Vic the Stick makes it all swing!

“Vic the Stick” Cleaver put the finishing touches on the recordings with a cool combo of his regular trap set and his electronic drums. Now we’re really bluesy and really swingin’!

Our good friend Victor Cleaver is a popular instructor of piano, guitar, drums, and percussion in the Denton, Texas, area. Find him at vcleaver (at) (use the “at” sign).

Doug Raney is a really cool guitar teacher, songwriter, and performer in the Denton area. Find him at

Now, to finally finish prepping the materials and get all three Sam Shades up and running!

Sam Shade Solves the Case!

Listen up, Bugsy Bigtime! Sam Shade does it again!

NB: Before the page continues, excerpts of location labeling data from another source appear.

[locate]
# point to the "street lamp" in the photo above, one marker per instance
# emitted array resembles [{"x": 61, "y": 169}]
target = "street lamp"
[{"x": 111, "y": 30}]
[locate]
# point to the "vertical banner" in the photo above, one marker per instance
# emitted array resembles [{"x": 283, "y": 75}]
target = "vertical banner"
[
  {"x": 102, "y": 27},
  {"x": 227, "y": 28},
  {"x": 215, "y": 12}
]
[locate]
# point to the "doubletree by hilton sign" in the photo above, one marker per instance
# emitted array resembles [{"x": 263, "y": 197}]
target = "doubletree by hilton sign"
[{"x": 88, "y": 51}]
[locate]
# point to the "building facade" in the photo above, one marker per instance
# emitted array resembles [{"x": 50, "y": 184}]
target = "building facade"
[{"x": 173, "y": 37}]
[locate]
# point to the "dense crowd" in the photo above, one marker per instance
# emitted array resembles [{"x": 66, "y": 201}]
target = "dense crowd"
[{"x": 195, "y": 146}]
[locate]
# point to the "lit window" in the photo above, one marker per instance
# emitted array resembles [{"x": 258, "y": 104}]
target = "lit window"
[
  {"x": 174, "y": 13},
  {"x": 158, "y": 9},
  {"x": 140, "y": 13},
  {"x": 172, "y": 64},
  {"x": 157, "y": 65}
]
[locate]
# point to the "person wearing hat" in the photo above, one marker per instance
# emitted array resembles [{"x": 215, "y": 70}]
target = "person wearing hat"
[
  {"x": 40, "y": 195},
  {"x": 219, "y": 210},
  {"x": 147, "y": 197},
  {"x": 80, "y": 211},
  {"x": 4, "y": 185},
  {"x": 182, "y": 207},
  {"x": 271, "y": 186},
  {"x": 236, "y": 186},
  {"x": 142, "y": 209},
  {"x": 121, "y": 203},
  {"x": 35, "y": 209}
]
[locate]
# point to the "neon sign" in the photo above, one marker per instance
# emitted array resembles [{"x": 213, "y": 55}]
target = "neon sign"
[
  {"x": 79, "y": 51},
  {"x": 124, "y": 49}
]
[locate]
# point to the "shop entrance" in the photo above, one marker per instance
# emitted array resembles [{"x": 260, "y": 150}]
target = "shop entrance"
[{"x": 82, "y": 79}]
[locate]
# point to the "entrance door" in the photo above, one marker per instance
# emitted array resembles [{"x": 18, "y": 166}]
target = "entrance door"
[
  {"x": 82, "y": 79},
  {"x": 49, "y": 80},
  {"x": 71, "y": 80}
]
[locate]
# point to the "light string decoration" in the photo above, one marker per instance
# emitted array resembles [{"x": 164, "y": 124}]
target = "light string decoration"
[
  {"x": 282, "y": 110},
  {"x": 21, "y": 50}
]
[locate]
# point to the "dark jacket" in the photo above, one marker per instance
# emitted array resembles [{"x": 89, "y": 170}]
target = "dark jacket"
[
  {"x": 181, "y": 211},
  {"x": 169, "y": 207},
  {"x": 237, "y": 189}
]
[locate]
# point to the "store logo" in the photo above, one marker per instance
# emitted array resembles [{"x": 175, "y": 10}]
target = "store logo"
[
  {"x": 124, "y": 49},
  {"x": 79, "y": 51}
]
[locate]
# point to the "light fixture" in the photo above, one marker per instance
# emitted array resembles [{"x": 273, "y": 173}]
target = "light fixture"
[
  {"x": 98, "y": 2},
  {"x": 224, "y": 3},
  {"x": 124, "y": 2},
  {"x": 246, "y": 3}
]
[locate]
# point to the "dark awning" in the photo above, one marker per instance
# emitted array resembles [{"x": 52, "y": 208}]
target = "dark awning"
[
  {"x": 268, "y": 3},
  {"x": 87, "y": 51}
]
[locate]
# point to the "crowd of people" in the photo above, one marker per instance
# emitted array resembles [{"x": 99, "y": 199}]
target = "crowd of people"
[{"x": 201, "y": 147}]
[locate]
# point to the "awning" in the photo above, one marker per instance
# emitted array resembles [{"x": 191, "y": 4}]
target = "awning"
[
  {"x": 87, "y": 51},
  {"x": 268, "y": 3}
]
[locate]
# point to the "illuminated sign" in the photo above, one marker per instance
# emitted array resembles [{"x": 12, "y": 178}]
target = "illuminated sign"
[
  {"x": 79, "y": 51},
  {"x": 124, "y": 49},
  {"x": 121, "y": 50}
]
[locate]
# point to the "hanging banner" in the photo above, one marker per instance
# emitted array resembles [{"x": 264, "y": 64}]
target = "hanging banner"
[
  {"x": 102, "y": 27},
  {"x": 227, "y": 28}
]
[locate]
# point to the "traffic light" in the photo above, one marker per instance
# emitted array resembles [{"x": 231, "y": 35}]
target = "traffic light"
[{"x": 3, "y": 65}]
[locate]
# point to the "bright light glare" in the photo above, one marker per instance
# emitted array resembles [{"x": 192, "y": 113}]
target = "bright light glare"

He solves the Case of the True Meaning of Christmas!

Sam and orphans rehearse

It’s a jazzy, action-packed, laugh-loaded musical with a message, and a track record for pleasing both casts and audiences. It’s fun for the whole family. It’s a show that can be made as professional and grand and sophisticated as you have the resources to do so — or it can be scaled down for a class of youngsters.

Armed with his signature lollipops, our tough but charming detective led a cast of 30 for our own homeschool co-op drama classes, both upper and lower grades. Our 3rd through 6th graders played the “urchins,” while all other parts were played by our 7th through 12th graders.

The nice thing about this script is, if you happen to have two classes like that, you can actually work with them separately and then put the whole show together during the last extra rehearsals. It works. We’ve done it more than once.

Bugsy Bigtime and Sylvia Songbird

We did the “middle-level” version of the script (see the Catalog Page)  that features all 7 songs with a simpler story for a smaller Backstage Crew. If you produce either of the 7-song versions, you can easily schedule your cast in three sections during early rehearsals.

The “basic” version features 4 songs and is ideal for a younger cast (as opposed to high school or adult) and/or a smaller cast. The “full-blown” version is 7 songs with a true play within a play, involving more characters in the Backstage Crew (the Broadway Wannabes) and more interaction between the “front stage” and backstage.

Pesky gangsters Joe and Moe

The basic version is ready to go into the Catalog. We are working to schedule another recording session to finish the songs for the other two versions. Keep checking. We should have them ready for business in January.

Of course, we did ours with live music — keyboard, piano, guitar, and drums. Future plans are to have it scored for a full jazz band!